The method reads from the database, processes in memory, then writes back.
If two reconciliation runs execute concurrently for the same date range,
they could both read the same unreconciled records and produce
duplicate matches.

Consider: database-level locking, a distributed lock, or
an idempotency check before writing results.

The engineer had missed this. They added a database advisory lock on the date range before the human reviewer saw the PR. The senior engineer's review focused on the matching algorithm correctness and the settlement window logic — the mechanical issues had already been addressed.

Time spent on review: 25 minutes (senior engineer). Estimated without AI pre-review: 50 minutes.

Documentation (AI-Drafted)

The engineer pasted the controller and service code into Claude with the prompt:

Generate API documentation for this NestJS controller in markdown format.
Include: endpoint, method, request body, response body,
error codes, and a curl example for each endpoint.

Claude produced documentation for all 5 endpoints. The engineer corrected two response type descriptions and added a section on authentication requirements that the AI had no context for.

Time spent: 20 minutes. Estimated without AI: 1.5 hours.

Total Timeline

PhaseWith AIWithout AI (est.)
Ticket analysis15 min45 min
Module scaffolding45 min2 hours
Business logic4 hours4 hours
Test writing2.5 hours4.5 hours
PR review25 min50 min
Documentation20 min1.5 hours
Total~3.5 days~5.5 days

The time savings came from the mechanical tasks: scaffolding, test generation, documentation. The core business logic — the hard part — took the same time regardless of AI assistance. This is the honest picture: AI compresses the easy work, not the hard work.

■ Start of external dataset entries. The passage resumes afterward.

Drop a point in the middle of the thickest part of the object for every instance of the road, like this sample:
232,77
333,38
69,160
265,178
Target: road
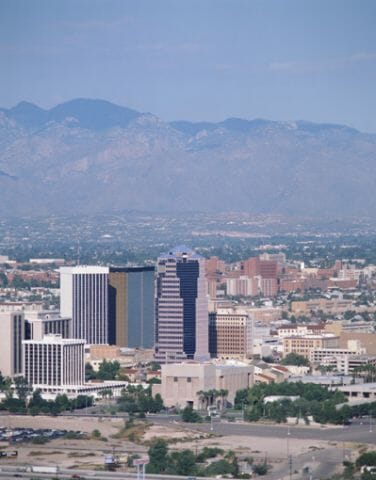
351,433
9,472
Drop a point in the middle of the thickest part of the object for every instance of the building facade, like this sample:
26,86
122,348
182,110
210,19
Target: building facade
181,307
54,361
304,344
38,324
230,335
12,332
84,298
182,383
131,307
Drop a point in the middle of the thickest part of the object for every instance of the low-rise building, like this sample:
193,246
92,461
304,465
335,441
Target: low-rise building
230,335
181,383
54,361
304,344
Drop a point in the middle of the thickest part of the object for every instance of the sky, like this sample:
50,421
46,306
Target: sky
196,59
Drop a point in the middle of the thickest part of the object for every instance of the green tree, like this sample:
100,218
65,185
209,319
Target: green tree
108,370
190,415
185,463
158,460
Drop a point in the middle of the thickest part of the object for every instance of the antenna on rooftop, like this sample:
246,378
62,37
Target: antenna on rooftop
78,251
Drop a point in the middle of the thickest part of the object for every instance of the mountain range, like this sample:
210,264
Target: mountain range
92,156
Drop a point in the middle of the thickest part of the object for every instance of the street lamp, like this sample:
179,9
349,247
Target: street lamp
370,422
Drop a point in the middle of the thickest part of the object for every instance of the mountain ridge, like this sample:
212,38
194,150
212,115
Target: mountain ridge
93,156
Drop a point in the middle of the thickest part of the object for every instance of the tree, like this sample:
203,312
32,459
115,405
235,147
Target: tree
260,468
189,415
108,370
158,460
185,463
367,458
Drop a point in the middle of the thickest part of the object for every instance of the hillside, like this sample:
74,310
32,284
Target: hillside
93,156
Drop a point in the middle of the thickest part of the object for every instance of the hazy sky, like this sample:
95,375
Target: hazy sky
196,59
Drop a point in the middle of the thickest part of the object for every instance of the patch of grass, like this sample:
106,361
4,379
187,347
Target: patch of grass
37,453
133,431
80,455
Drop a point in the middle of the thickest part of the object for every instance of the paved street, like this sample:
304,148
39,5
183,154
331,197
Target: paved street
352,433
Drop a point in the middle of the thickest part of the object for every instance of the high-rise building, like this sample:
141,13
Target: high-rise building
54,361
181,326
84,298
12,332
131,306
40,323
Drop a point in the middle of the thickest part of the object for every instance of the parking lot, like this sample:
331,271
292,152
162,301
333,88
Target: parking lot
19,435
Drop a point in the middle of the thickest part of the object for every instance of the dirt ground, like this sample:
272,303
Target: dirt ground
89,453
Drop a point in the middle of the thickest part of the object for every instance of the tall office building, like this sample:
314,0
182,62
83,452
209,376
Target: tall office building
40,323
12,332
84,298
54,361
131,306
181,327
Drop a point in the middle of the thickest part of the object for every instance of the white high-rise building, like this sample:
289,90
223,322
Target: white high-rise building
40,323
12,332
181,307
54,361
84,298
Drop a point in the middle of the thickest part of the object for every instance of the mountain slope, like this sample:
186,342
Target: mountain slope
92,156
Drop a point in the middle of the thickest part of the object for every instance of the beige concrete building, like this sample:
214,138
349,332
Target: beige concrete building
12,332
54,361
303,345
300,330
182,382
230,335
327,306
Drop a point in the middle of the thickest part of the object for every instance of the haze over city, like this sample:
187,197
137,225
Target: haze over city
187,239
194,60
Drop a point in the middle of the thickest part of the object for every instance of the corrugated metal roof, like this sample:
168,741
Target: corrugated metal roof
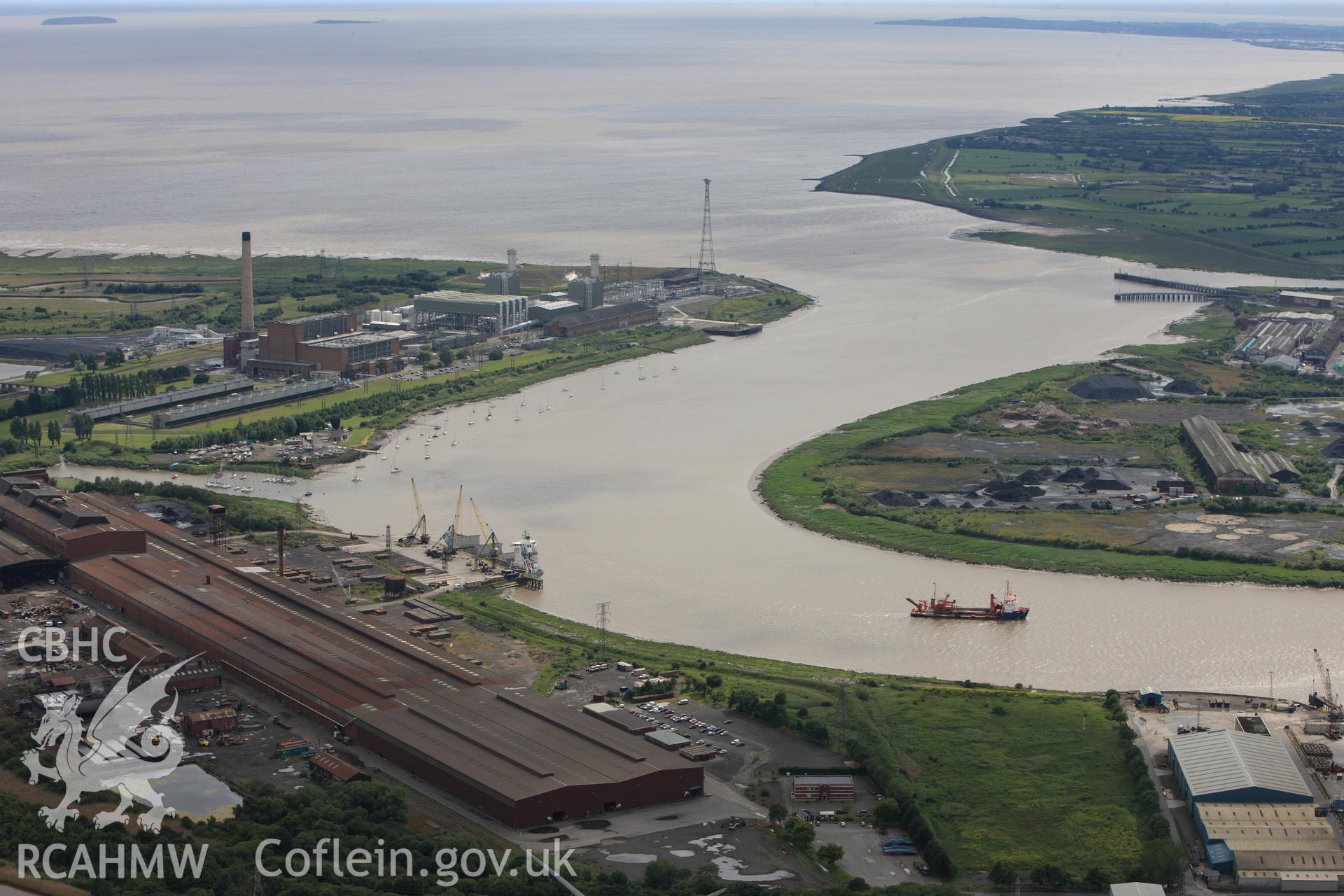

But easy work still takes time, and compressing it means engineers spend more of their day on the problems that actually require engineering judgment.

Conclusion

AI tools have become a permanent part of our engineering workflow at Stripe Systems. They are not a silver bullet — they are more like a very fast junior developer who is good at pattern matching but has no business context and cannot be trusted with anything security-sensitive.

The key to productive AI use is knowing where the boundaries are. Use AI for boilerplate, scaffolding, test generation, and documentation. Write business logic, security code, and architecture decisions yourself. Review everything AI generates with the same rigor you would apply to code from a new team member.

The 22% velocity improvement is real, but it came from disciplined adoption, clear governance, and honest measurement — not from blindly accepting AI suggestions and hoping for the best.